If I want to use a Rotex to smooth out a really rough work piece, I start with P40 or P60 in gear-driven mode and when done smoothing, switch to random orbital with the same abrasive stuck to the pad.

Then I walk up through the grits to 100/120, at which time, I only use random orbital mode through about 400/500.

It may only be psychological, but I feel like I'm taking out, or at least, randomizing the intentionally rough scratches I made with the rougher grits when I switch to random orbital mode with the same paper.

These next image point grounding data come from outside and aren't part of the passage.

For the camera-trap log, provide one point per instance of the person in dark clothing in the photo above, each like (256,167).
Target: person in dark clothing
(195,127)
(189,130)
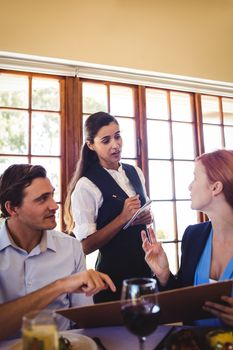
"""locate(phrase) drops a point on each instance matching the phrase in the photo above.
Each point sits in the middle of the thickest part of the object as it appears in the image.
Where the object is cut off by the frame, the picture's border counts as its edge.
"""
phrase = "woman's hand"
(223, 312)
(155, 257)
(89, 282)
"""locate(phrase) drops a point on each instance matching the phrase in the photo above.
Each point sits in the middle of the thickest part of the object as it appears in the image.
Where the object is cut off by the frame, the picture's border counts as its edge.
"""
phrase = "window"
(31, 121)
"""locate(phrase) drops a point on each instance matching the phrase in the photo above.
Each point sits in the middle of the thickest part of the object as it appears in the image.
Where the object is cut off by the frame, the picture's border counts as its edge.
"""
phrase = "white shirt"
(58, 255)
(86, 200)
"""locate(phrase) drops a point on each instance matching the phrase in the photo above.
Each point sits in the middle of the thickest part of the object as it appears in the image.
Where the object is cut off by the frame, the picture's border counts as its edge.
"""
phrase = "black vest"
(123, 256)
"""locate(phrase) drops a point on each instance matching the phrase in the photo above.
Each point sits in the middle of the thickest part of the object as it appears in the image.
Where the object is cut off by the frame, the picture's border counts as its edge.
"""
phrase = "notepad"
(138, 212)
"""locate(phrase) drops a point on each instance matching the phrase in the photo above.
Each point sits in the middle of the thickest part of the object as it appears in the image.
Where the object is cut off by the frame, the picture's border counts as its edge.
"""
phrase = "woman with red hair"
(207, 248)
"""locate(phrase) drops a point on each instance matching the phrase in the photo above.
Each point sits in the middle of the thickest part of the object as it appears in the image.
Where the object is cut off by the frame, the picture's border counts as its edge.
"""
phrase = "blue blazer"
(192, 246)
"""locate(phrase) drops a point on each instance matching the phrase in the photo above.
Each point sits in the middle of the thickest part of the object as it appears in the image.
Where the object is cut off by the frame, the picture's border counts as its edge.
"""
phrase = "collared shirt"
(58, 255)
(86, 200)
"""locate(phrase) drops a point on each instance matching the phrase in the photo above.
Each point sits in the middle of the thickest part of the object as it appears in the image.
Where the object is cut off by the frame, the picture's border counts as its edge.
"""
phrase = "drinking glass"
(139, 307)
(39, 331)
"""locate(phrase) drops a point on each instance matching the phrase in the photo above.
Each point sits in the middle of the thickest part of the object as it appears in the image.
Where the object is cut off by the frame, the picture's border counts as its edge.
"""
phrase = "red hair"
(219, 167)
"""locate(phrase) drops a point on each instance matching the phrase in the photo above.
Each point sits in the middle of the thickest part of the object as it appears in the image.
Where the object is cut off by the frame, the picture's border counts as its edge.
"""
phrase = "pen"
(118, 198)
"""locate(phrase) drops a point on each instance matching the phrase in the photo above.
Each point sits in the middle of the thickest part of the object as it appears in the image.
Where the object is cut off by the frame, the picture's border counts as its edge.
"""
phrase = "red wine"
(140, 320)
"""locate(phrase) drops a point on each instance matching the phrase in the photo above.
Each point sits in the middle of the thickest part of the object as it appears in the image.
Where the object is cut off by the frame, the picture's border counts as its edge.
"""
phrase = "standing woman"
(207, 248)
(102, 196)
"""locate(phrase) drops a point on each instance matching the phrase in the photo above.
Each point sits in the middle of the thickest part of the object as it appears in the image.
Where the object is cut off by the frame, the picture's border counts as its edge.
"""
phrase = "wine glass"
(39, 330)
(139, 307)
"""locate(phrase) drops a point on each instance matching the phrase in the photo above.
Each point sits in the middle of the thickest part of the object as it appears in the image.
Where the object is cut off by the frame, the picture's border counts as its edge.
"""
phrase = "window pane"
(181, 106)
(46, 133)
(183, 177)
(212, 137)
(94, 98)
(127, 128)
(5, 162)
(183, 141)
(164, 220)
(228, 132)
(227, 105)
(170, 250)
(185, 216)
(210, 109)
(52, 166)
(13, 132)
(158, 139)
(156, 104)
(13, 91)
(121, 101)
(46, 94)
(129, 161)
(160, 179)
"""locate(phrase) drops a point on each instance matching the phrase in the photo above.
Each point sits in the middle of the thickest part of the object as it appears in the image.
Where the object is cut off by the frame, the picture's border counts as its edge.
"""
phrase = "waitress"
(103, 196)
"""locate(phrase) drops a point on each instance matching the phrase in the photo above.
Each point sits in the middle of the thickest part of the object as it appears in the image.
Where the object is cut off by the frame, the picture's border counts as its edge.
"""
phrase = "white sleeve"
(142, 178)
(86, 200)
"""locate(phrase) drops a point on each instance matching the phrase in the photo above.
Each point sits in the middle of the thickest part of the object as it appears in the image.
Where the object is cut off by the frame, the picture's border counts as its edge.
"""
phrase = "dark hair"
(87, 157)
(13, 182)
(219, 167)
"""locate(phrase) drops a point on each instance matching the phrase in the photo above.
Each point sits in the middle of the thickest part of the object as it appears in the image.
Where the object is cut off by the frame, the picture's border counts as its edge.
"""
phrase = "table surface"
(113, 338)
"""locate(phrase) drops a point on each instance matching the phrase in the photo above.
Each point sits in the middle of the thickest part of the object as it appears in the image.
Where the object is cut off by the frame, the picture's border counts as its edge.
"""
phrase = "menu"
(177, 305)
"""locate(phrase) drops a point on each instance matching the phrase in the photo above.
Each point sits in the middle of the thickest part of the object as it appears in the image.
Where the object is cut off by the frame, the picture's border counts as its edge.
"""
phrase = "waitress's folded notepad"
(138, 212)
(177, 305)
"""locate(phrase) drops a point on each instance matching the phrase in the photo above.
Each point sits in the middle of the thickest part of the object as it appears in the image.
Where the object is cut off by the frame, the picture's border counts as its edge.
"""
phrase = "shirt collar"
(5, 239)
(47, 241)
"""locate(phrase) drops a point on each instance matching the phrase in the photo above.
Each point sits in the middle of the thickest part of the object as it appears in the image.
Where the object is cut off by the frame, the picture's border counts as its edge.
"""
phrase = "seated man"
(39, 267)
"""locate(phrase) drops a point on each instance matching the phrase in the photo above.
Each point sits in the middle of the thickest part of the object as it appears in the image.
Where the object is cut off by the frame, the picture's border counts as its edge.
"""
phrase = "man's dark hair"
(13, 182)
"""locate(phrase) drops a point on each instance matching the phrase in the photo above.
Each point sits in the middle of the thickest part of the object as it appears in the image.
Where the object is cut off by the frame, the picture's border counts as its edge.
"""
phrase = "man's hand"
(89, 282)
(155, 257)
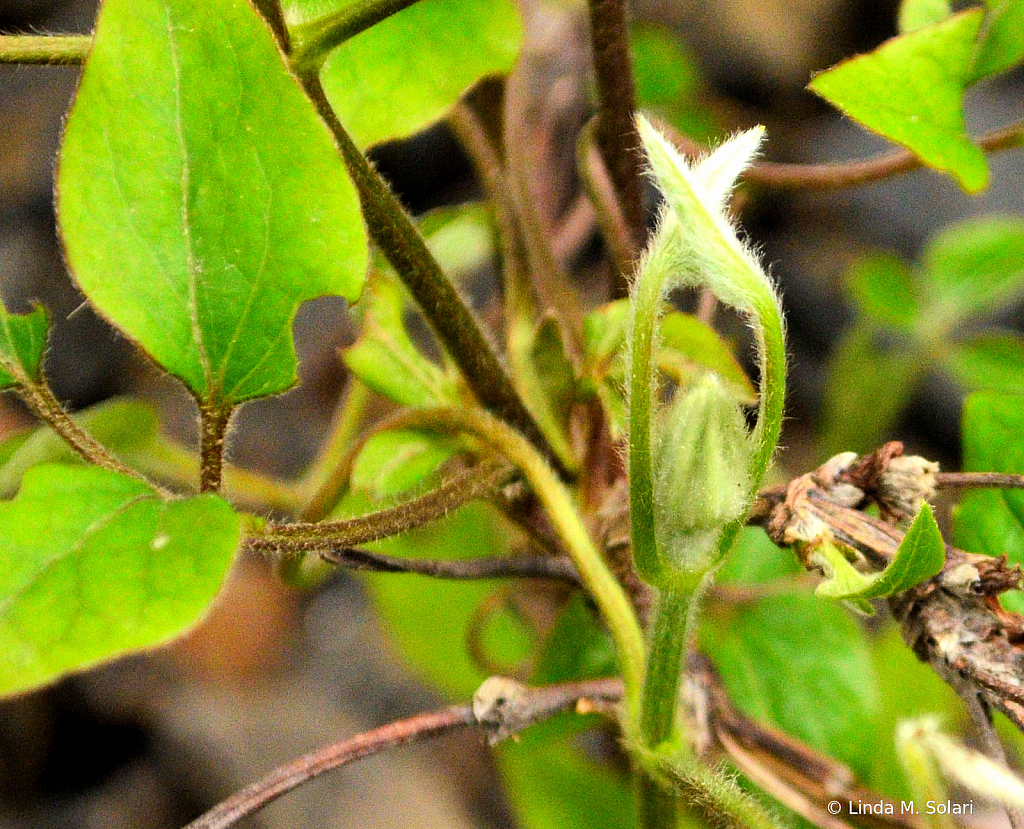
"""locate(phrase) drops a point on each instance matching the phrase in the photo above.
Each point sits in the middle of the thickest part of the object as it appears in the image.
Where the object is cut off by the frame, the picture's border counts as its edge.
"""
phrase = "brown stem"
(954, 480)
(846, 174)
(470, 485)
(401, 244)
(560, 568)
(616, 135)
(501, 708)
(213, 422)
(623, 244)
(40, 399)
(292, 775)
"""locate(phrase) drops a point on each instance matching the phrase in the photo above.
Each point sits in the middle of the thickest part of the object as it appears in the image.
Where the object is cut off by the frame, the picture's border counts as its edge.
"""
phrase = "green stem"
(313, 41)
(43, 50)
(327, 479)
(401, 244)
(554, 497)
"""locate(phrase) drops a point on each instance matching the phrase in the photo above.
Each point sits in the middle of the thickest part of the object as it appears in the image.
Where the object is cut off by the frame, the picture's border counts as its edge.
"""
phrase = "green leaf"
(128, 428)
(988, 362)
(546, 378)
(689, 345)
(910, 90)
(866, 388)
(404, 73)
(552, 783)
(201, 199)
(1001, 46)
(462, 238)
(668, 81)
(914, 14)
(911, 688)
(384, 356)
(96, 566)
(393, 462)
(23, 340)
(793, 659)
(578, 648)
(992, 520)
(974, 267)
(919, 557)
(884, 289)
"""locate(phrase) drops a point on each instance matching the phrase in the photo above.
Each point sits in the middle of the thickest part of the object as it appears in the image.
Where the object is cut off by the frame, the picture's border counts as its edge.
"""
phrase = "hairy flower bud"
(701, 471)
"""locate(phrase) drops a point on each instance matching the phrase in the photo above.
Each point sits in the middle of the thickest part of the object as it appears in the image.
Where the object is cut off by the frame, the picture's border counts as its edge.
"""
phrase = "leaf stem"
(213, 421)
(313, 41)
(401, 244)
(607, 593)
(44, 50)
(616, 134)
(42, 402)
(484, 480)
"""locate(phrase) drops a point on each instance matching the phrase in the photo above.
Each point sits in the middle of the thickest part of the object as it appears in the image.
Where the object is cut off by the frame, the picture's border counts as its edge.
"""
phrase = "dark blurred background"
(150, 742)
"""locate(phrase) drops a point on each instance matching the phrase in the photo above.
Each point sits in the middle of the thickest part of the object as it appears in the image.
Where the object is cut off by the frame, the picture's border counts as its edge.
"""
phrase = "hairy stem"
(213, 422)
(616, 135)
(393, 231)
(327, 479)
(40, 399)
(479, 482)
(313, 41)
(44, 50)
(553, 495)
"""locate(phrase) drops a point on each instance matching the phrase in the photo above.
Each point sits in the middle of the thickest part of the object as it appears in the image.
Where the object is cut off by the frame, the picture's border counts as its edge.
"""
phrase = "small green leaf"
(974, 267)
(578, 648)
(992, 520)
(914, 14)
(393, 462)
(23, 340)
(604, 332)
(384, 356)
(668, 81)
(793, 659)
(988, 362)
(866, 387)
(96, 566)
(884, 289)
(920, 556)
(552, 783)
(546, 378)
(1001, 46)
(462, 238)
(128, 428)
(403, 74)
(910, 90)
(201, 199)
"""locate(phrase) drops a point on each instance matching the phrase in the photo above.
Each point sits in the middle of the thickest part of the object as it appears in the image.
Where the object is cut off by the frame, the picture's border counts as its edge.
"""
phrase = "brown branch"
(292, 775)
(559, 568)
(401, 244)
(844, 174)
(615, 134)
(213, 423)
(501, 707)
(481, 481)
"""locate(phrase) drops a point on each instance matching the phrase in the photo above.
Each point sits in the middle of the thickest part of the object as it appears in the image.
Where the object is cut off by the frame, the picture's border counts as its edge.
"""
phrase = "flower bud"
(701, 472)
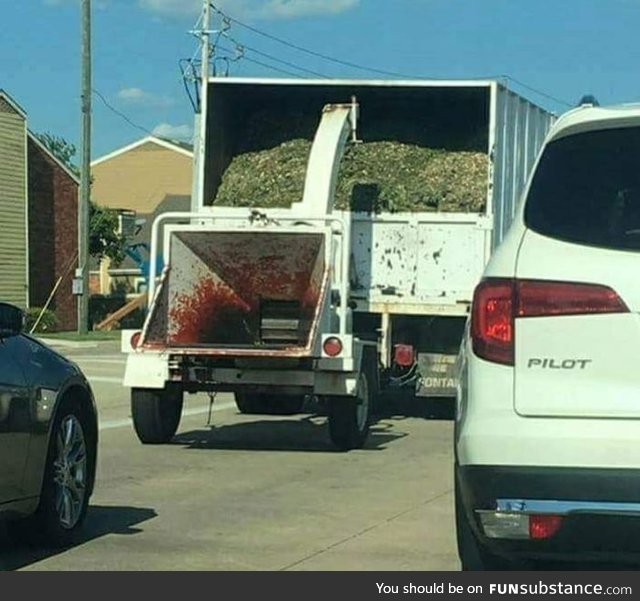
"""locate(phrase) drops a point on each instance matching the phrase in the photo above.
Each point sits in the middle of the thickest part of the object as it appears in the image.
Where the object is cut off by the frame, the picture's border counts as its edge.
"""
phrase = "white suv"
(548, 416)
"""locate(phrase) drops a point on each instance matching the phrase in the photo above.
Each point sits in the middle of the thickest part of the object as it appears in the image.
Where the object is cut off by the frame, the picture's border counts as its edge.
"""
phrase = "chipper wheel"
(350, 417)
(268, 404)
(156, 413)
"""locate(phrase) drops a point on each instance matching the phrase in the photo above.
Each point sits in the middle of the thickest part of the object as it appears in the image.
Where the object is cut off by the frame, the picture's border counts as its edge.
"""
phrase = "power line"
(306, 50)
(363, 67)
(241, 47)
(536, 91)
(120, 114)
(265, 65)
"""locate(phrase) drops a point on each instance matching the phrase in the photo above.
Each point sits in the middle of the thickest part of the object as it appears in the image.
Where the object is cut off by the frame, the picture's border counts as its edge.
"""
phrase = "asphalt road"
(257, 493)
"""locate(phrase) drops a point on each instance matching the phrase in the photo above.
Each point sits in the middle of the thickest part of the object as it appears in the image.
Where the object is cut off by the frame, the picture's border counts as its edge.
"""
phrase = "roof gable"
(13, 104)
(178, 147)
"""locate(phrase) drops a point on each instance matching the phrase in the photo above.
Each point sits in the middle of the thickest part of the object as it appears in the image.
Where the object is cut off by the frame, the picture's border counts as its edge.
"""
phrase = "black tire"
(350, 417)
(268, 404)
(473, 555)
(156, 413)
(67, 481)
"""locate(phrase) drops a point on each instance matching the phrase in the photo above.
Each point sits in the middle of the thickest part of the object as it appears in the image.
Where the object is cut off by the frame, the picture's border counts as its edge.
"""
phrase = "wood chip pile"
(378, 176)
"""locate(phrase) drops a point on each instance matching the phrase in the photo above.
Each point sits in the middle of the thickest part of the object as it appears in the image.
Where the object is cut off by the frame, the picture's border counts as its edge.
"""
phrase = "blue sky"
(565, 48)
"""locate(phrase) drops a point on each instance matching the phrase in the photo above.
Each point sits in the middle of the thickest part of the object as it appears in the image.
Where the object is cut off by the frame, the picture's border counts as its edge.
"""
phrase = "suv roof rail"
(589, 99)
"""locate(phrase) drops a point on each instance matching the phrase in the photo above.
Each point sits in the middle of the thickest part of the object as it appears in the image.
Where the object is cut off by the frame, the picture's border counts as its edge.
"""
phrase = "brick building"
(53, 232)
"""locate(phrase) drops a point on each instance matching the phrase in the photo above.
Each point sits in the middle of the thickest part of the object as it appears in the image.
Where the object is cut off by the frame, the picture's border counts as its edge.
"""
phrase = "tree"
(61, 149)
(104, 237)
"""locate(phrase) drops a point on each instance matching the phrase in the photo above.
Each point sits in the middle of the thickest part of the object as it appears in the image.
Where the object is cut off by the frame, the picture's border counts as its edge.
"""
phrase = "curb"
(68, 343)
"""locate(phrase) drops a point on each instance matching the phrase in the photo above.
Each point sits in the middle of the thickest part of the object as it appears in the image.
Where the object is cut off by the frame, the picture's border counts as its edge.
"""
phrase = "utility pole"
(197, 194)
(81, 283)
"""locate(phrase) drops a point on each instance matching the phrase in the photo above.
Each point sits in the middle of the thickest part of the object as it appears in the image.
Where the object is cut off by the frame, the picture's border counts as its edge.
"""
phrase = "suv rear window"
(586, 189)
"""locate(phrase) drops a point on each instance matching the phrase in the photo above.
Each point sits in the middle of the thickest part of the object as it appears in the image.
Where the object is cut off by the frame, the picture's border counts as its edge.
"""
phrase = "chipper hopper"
(241, 292)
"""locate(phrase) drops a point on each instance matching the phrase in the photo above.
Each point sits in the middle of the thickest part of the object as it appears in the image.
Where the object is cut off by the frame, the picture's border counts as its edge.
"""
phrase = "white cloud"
(140, 97)
(252, 9)
(173, 132)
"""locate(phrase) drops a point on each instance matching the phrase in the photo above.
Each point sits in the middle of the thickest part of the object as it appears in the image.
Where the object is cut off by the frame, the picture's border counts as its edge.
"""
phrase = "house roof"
(12, 103)
(175, 145)
(33, 138)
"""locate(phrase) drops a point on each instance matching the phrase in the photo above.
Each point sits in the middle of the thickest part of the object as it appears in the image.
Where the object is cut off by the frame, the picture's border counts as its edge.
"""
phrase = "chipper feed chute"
(248, 290)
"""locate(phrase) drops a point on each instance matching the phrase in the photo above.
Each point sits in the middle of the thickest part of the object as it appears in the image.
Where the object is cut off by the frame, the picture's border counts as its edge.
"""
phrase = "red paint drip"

When I'm using a Rotex machine in the aggressive, gear-driven orbital mode, I typically have two hands on the machine and am guiding how it cuts with my hands/arms. When I switch to random orbital mode, even with rough grits, I hold the machine by the tail with one hand and let it float across the work piece. I'm fairly certain that the random orbital follow-up of the gear-driven exercise is smoothing more than just randomizing the scratches. The reason I think this is true is that I'm not "controlling the sander", I'm letting it float and find a nice surface.

I have done this a bunch with rough milled stock and crap like old fence pickets and it works quite quickly.

The classic demo' of a Rotex is to basically do what I describe above and then switch to polishing mode using the gear-driven orbital mode slowed down somewhat so it doesn't fling the polishing medium.